Public Comment

Fascism and the August 27 Events: Not the Real Threat

Rob Wrenn
Thursday September 07, 2017 - 02:05:00 PM

The word fascism is getting bandied about quite a bit without ever being defined. And “Nazis”. We are not remotely close to fascism in the US today. The real threat is quite different.

While Fascists support a strong authoritarian central government with a strong man leader and reject liberal democracy and suppress all opposition, the problem today in the US is the elected members of Congress who want to roll back government programs and protections such as Medicaid, Medicare, environmental protection, etc. They want smaller government that just spends a lot to protect the interests of American corporations abroad via big defense budgets, but with reduced government regulation of what corporations do here and abroad and with reduced government spending in all areas that benefit the large mass of low and middle income people.

Also, globalism is widely accepted by people governing this country. Trump may make populist appeals about trade deals but what has he really done to challenge the global Neo-liberal, free market system? Trump is not a fascist and he’s not as big a problem as Cruz, Rubio, Pence, McConnell, Paul, et al, the “Freedom Caucus”, and quasi-libertarian congress people, if only because he has no idea how to be president and doesn’t know anything about the main issues. Harpers Magazine had a good article about whether Trump is a fascist or a plutocrat a few months back. The conclusion: plutocrat.

The “alt-right” (another term that is not well-defined)or far right wing fringe today is still very small by historical standards. Even if you look at Charlottesville rather than handful of fringe rightwingers who showed up in Berkeley on Aug 27, who weren’t all necessarily white supremacist or nazi. 
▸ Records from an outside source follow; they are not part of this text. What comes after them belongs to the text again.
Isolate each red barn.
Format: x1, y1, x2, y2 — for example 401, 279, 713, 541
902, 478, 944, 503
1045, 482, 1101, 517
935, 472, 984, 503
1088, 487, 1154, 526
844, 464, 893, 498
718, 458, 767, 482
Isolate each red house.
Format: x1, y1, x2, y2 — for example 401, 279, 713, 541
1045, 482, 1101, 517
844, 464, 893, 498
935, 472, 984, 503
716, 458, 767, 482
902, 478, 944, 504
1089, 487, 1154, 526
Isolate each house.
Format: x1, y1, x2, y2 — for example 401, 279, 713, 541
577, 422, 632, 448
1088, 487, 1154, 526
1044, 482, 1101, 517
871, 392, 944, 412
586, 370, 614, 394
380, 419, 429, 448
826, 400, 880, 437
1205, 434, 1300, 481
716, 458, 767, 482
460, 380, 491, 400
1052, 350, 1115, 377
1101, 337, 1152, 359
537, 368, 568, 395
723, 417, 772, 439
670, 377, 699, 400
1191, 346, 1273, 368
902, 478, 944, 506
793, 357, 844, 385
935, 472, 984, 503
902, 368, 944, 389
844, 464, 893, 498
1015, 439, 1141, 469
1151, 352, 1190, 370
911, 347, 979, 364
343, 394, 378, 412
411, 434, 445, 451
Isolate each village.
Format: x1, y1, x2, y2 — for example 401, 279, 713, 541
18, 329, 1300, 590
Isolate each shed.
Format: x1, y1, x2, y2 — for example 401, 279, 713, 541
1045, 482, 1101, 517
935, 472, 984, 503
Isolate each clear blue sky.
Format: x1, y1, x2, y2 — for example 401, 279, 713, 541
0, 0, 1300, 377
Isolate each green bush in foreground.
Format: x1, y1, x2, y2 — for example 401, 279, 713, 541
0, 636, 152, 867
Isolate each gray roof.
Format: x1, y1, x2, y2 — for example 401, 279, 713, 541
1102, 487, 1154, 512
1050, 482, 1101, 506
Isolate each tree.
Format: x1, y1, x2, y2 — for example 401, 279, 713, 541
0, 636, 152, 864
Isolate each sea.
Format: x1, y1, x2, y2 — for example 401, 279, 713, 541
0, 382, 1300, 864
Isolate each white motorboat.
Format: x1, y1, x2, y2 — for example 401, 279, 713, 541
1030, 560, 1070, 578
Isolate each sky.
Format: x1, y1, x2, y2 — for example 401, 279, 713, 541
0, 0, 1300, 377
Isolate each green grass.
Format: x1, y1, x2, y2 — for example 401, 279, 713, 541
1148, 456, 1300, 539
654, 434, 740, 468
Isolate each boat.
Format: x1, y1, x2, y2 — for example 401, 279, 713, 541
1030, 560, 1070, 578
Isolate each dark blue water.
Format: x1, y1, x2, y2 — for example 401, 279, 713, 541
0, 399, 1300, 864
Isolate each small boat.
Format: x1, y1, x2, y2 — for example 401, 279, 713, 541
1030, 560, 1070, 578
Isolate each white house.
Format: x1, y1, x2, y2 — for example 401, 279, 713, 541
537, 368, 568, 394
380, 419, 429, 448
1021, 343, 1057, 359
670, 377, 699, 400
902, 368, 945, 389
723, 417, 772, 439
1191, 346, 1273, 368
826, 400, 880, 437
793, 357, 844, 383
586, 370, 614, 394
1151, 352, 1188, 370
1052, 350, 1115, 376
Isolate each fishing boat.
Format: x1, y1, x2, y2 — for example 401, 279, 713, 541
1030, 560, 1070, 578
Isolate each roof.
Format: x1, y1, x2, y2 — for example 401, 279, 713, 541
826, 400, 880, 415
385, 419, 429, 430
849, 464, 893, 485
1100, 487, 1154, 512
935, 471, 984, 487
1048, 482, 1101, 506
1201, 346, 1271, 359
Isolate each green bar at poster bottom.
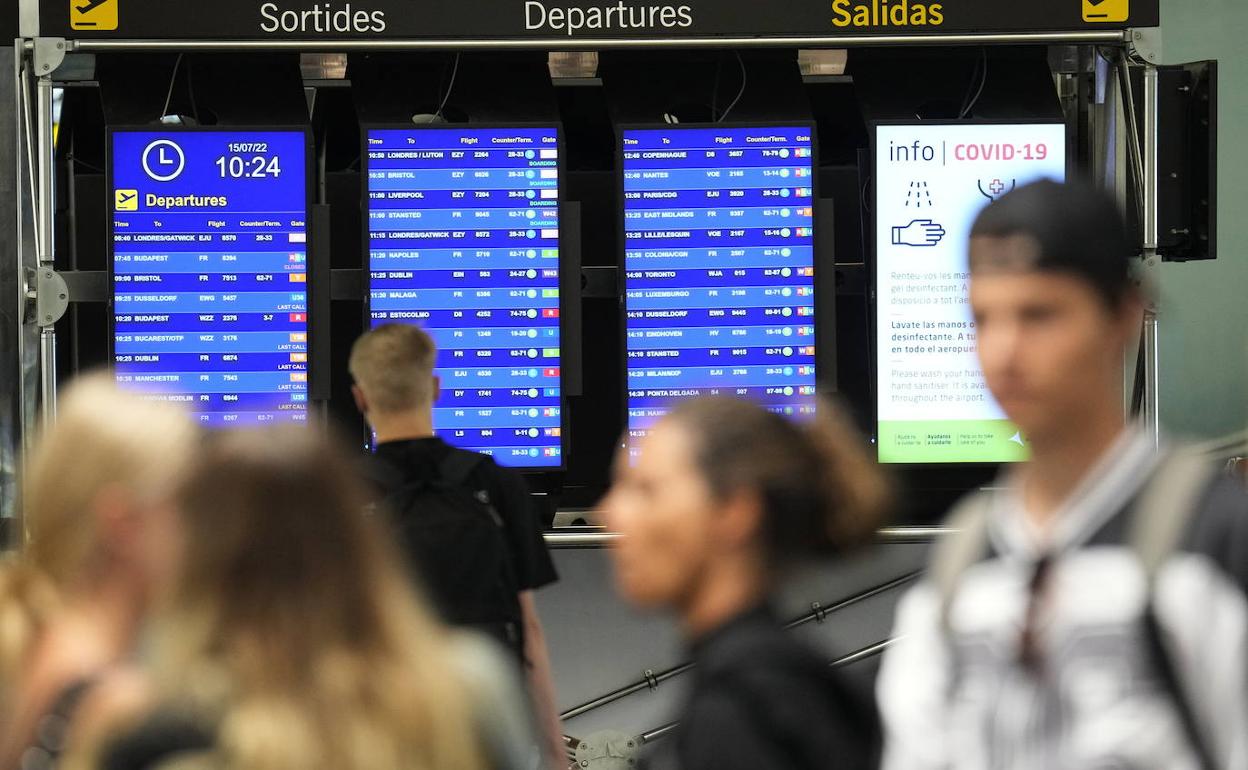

Take the leading white supremacist group, the Ku Klux Klan. It reached a peak of 4 million members in the 1920s and fought reconstruction with violence in the late 1860s and in the 1870s. Today, it has less than .1% of its previous peak membership when you take population growth into account. And actual Neo-nazi groups, the kind that view Hitler positively and who want to replace democracy with authoritarian one-party rule also have very small memberships that are below what they were in the 1930s. Nationalism and “make America Great again" per se is not the same thing as fascism.  

In evaluating the impact of protest tactics, you have to consider what impact they have on the real problem which is the GOP attempt to roll back all the progress made by working people since the 1920s. Can violence by masked black-clad people against a tiny number of right wing fringe people in an effort to prevent them from assembling or speaking (rights that people on the left want to be able to exercise) somehow help persuade people who elected the GOP Congress to vote for people committed to protecting the gains made since the 1920s (social security, minimum wage, banking regulation, legalization of unions and collective bargaining, Medicare,Medicaid, civil rights protections, voting rights protections, environmental protection, workplace safety and health, etc.)?